**One of Tom's final wishes before his death was to write one more article for the Asheville Citizen-Times, and to edit a version of it for the St. James Episcopal Church newsletter. He asked that the St. James version of the article be posted here after his death. Tom died gently and peacefully at the Hospice Elizabeth House in Hendersonville, NC on January 24th, 2013. A memorial service will be held Monday, January 28th, at 3pm at St. James Episcopal Church in Hendersonville.**
This is my last article for the St. James Epistle. I
developed pneumonia in early January and I did not recover fully. By the time
you read this, I may be dead. I realize that is blunt, but I want to be clear.
Here are a few thoughts before I go.
I would like to thank Amy Williford, the editor of the
St. James Epistle, for reminding me each month when my article was due and
being gracious about it when it was late. Thank you to all of my St. James
family. You have given me the love of God these last six years that I have been
ill. You have been Jesus to me and I have been Jesus to you. You fed me when I was hungry, comforted me
when I was lonely, gave me shelter when I was lost, and befriended me when I was dying. You have
sacrificed yourselves in a hundred little ways and brought healing. You have
been magnificent.
I decided not to get a tracheostomy and ventilator
because I would had to move away. A feeding tube crisis in December convinced
me I needed to stay near friends who could help me. I had made bold statements
about living as long as God could use or teach me. They were modified by my
fear of dying alone.
Why didn't God heal me? I prayed fervently and
frequently for my healing, as did many others, but healing did not come.
Perhaps God saved me from the Alzheimer's disease that started to take away my
mother's mind when she was my age. Perhaps God taught me to find hope in hard
times. Perhaps God could use me best as a man who is dying rather than living.
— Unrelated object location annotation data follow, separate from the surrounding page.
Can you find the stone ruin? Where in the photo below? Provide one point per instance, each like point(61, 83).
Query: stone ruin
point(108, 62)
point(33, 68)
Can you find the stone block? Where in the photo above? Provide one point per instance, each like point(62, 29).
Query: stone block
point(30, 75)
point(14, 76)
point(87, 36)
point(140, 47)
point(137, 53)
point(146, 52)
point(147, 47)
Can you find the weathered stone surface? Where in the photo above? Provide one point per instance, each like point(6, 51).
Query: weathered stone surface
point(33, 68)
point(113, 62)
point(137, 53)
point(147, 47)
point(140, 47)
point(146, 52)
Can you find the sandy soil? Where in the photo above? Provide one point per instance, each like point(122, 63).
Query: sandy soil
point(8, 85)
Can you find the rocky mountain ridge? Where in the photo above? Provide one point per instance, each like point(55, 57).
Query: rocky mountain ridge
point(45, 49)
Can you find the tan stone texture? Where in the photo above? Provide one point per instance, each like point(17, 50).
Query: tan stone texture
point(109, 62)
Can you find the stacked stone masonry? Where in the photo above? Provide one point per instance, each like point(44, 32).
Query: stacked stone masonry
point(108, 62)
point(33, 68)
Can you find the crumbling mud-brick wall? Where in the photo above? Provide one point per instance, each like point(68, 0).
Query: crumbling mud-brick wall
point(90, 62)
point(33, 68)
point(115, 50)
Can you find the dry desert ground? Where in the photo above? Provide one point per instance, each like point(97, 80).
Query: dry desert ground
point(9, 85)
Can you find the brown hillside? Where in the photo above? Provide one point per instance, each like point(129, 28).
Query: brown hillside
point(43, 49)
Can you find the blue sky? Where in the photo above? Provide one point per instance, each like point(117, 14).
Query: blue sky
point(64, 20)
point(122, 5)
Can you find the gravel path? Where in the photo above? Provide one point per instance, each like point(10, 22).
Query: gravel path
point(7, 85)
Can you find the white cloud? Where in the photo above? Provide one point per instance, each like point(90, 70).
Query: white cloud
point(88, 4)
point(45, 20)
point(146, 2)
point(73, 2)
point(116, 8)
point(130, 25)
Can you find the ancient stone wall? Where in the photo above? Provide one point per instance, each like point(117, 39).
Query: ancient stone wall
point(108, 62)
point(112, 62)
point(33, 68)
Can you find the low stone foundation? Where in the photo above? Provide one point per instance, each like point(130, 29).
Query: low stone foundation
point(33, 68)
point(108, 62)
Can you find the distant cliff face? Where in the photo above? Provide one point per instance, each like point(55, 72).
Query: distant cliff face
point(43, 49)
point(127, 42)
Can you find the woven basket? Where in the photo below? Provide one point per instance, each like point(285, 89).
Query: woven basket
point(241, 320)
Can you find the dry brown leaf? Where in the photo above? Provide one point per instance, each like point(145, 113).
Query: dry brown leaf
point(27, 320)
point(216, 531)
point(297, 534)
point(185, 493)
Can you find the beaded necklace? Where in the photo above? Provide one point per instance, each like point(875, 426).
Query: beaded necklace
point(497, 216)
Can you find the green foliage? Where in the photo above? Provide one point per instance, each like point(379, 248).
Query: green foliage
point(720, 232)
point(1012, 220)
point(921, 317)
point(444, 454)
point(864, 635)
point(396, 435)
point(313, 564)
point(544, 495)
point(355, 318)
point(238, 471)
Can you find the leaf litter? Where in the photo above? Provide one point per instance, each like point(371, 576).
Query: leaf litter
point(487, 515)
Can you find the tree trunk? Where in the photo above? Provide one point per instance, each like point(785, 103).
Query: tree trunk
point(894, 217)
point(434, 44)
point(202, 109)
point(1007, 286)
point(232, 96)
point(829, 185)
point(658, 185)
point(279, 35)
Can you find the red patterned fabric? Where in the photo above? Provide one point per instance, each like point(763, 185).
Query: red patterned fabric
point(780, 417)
I am not afraid of dying and death. I am not afraid of
dying because I am in hospice care. The caring and professional staff will make
sure I die in comfort and dignity. I am not afraid of death because I am in the
care of God who has promised my resurrection to eternal life.
I feel sad about leaving my daughters and their
futures behind. They will be sad I will not be there for their weddings,
children and love. I hope they will take comfort in the words of C.S. Lewis,
"there are far, far better things ahead than any we leave behind."
My daughters, Emma and Catherine, were tucking me in
bed here at hospice and Catherine was concerned about the position of my head
on the pillow. She asked, "is your head in a good place?" As soon as
she said it we all laughed at the double meaning. Yes, Emma and Catherine and
everyone, my head is in a good place. Thanks be to God. Amen.